O'Brien raises questions about whether approving or directing Papal Foundation grants was a factor in McCarrick's rise, as well as that of other McCarrick protégés.
No prelate has been more consistently and intimately involved in the Papal Foundation than McCarrick, who helped to found the non-profit in 1988 alongside the late Cardinal Krol of Philadelphia and Cardinal O’Connor of New York. The current chairman of the controlling board of cardinals is Cardinal Wuerl, McCarrick’s successor as Archbishop of Washington. Before he was elevated to the cardinalate and moved to Rome, then-Bishop Kevin Farrell, McCarrick’s protégé and former housemate in Washington, was a member of the Papal Foundation’s board of trustees. The current president of the board of trustees is another McCarrick protégé, Bishop Michael Bransfield.
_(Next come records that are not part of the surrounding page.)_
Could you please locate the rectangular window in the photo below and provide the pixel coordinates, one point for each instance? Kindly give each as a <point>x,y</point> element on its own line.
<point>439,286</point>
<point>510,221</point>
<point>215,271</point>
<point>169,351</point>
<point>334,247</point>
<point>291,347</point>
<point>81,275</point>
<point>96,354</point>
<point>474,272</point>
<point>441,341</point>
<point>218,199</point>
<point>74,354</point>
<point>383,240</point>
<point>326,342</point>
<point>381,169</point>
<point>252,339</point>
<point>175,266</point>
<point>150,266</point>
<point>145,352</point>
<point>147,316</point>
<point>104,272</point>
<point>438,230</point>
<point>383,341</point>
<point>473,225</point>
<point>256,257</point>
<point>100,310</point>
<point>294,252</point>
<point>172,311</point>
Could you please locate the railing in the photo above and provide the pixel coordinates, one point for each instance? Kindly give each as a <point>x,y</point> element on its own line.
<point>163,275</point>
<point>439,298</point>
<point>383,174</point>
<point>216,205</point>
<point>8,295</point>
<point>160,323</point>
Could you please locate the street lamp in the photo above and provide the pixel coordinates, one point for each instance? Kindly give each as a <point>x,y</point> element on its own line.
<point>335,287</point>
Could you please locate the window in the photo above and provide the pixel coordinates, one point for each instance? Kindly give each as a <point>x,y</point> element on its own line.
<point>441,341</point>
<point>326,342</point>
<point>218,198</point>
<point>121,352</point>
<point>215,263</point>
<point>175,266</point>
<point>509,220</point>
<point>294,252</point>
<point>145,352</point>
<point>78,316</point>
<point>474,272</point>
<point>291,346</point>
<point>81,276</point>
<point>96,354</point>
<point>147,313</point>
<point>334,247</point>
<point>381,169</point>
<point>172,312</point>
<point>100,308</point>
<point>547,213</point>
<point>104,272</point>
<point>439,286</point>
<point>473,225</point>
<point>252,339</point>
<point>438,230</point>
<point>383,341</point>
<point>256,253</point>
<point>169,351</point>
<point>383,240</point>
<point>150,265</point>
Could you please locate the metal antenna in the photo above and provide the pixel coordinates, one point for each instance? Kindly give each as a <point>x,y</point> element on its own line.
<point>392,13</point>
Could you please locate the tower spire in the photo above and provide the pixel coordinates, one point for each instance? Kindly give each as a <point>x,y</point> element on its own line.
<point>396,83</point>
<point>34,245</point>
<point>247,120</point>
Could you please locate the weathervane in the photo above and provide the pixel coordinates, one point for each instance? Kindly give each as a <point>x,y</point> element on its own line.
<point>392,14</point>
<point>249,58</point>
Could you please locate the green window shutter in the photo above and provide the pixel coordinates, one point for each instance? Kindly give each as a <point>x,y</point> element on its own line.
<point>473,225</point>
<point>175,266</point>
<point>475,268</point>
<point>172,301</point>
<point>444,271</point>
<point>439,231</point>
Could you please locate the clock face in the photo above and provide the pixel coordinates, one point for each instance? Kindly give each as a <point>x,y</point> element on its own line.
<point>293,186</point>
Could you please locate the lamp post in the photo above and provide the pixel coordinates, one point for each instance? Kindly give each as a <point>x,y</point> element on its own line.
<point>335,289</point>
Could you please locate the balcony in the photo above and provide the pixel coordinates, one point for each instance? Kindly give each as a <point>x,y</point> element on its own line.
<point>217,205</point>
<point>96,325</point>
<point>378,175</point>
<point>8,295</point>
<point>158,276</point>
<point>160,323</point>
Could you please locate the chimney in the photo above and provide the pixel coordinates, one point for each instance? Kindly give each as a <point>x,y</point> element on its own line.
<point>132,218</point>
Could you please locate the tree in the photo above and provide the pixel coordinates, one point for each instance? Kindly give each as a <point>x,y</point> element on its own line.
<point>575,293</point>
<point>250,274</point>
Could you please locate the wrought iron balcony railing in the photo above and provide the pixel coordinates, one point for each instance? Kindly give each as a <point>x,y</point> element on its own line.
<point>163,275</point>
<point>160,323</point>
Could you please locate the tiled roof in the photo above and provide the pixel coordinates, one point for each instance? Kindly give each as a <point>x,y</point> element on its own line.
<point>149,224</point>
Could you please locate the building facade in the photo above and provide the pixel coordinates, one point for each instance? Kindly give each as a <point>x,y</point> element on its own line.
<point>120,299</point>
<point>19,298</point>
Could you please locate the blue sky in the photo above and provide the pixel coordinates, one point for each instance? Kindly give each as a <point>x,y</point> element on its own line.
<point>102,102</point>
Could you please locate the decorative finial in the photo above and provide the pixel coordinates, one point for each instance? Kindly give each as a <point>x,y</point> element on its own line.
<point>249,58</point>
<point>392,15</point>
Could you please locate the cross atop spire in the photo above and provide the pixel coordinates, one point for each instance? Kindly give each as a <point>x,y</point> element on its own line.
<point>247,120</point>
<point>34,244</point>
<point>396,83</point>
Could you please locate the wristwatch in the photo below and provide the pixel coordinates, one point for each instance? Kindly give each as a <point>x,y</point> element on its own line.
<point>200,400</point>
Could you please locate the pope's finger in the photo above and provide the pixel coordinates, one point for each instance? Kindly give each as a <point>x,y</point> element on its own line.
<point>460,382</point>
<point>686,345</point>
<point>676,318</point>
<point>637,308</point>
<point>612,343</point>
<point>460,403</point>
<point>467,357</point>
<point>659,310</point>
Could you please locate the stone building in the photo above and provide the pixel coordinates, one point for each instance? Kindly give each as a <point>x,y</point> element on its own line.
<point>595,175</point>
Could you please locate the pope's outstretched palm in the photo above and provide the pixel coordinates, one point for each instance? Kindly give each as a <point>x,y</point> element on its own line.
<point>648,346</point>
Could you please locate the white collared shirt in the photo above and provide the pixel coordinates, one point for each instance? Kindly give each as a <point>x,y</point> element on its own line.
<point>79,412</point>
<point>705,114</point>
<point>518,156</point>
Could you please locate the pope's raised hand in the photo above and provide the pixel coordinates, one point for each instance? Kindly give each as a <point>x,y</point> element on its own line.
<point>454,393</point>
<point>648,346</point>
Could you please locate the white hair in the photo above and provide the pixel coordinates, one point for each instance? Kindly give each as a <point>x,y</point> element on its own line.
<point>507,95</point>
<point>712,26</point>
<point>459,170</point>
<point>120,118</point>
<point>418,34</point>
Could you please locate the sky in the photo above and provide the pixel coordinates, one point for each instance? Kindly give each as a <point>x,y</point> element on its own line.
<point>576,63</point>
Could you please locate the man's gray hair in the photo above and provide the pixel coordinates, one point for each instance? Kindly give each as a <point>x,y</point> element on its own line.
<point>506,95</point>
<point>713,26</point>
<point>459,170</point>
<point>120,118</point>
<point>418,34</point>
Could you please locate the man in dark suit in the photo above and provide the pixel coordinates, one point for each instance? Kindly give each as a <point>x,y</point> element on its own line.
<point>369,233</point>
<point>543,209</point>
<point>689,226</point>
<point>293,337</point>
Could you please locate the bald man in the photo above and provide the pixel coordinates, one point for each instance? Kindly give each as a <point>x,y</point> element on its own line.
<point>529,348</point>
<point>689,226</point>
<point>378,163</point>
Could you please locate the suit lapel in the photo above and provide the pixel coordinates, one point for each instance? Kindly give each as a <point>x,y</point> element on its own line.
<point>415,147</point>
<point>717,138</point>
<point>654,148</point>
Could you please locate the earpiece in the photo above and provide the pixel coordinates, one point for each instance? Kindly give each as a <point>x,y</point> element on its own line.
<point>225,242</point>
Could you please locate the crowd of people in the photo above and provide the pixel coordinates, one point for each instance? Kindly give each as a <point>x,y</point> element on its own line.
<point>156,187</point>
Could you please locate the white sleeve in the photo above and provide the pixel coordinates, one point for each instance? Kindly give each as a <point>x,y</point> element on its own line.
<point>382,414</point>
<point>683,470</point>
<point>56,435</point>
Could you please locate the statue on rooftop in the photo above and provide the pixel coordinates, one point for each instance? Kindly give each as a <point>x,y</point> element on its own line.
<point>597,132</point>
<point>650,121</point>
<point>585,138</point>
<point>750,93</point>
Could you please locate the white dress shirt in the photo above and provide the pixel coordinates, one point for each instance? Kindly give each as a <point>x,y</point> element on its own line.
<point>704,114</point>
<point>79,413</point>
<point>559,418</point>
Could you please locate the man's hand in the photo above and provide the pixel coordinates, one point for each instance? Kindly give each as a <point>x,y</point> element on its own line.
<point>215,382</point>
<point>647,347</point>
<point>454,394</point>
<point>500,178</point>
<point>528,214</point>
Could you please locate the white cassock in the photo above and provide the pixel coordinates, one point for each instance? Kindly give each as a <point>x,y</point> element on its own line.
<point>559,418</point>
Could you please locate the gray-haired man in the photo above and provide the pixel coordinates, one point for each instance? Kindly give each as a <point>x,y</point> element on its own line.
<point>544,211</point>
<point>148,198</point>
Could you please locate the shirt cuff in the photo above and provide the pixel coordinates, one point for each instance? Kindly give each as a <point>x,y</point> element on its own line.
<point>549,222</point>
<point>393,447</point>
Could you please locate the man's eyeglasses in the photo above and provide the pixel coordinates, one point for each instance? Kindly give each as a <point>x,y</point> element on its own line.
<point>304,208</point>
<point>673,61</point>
. . . Like McCarrick, Bransfield stands accused of sex abuse. His recent resignation from the Diocese of Wheeling-Charleston was announced on September 13, 2018, at the same time that the Holy See announced a special investigation into Bransfield for the alleged sexual abuse of adults. Before the announcement of the investigation, Bransfield had been dogged for years with allegations of sex abuse and alleged complicity in rape and molestation carried out by priest friends of his in his native city of Philadelphia.

The first executive director of the Papal Foundation, who served from 1988 until 2001, was a priest named Monsignor Thomas Benestad. Benestad, who retired early from his home Diocese of Allentown and now lives in Boca Raton, Florida, is accused in the Pennsylvania Grant Jury Report of sexually abusing boy over a period of years in the early 1980s, beginning when he was nine years old.

. . . Benestad, Bransfield, and McCarrick have been three of the most important clerical leaders of the Papal Foundation, and all face serious allegations of sex abuse. Some of these allegations were widely known for decades, but did not prevent the men from rising from one ecclesiastical preferment to the next. Did these men use the grant-making power of the Papal Foundation to curry favor and buy protection from Vatican officials? Did they enable the misappropriation of the Foundation’s charitable grants? The only way to answer these questions is with an independent investigation of the Papal Foundation, along with a forensic accounting of its past grants.

Such an investigation would not face canonical impediments or infringe upon the proper authority of bishops over their dioceses. The Papal Foundation is not an ecclesiastical entity, but an ordinary 501(c)(3) religious non-profit. No permission from Rome is necessary. The Foundation’s board could commission an investigation with a simple vote. If the Foundation does not authorize its own independent investigation, it may nonetheless find itself facing one from state or federal authorities.

The US legal path strikes me as a potentially much more effective route to imposing reform on the Vatican, if the Vatican can't reform itself. In fact, the O'Brien article provides the outline for a "lay-led" investigation of how McCarrick rose in the hierarchy despite his well-known record of abuse -- and it could be done, for instance by an entity connected with Timothy Busch's charities, without approval of the Vatican or the USCCB.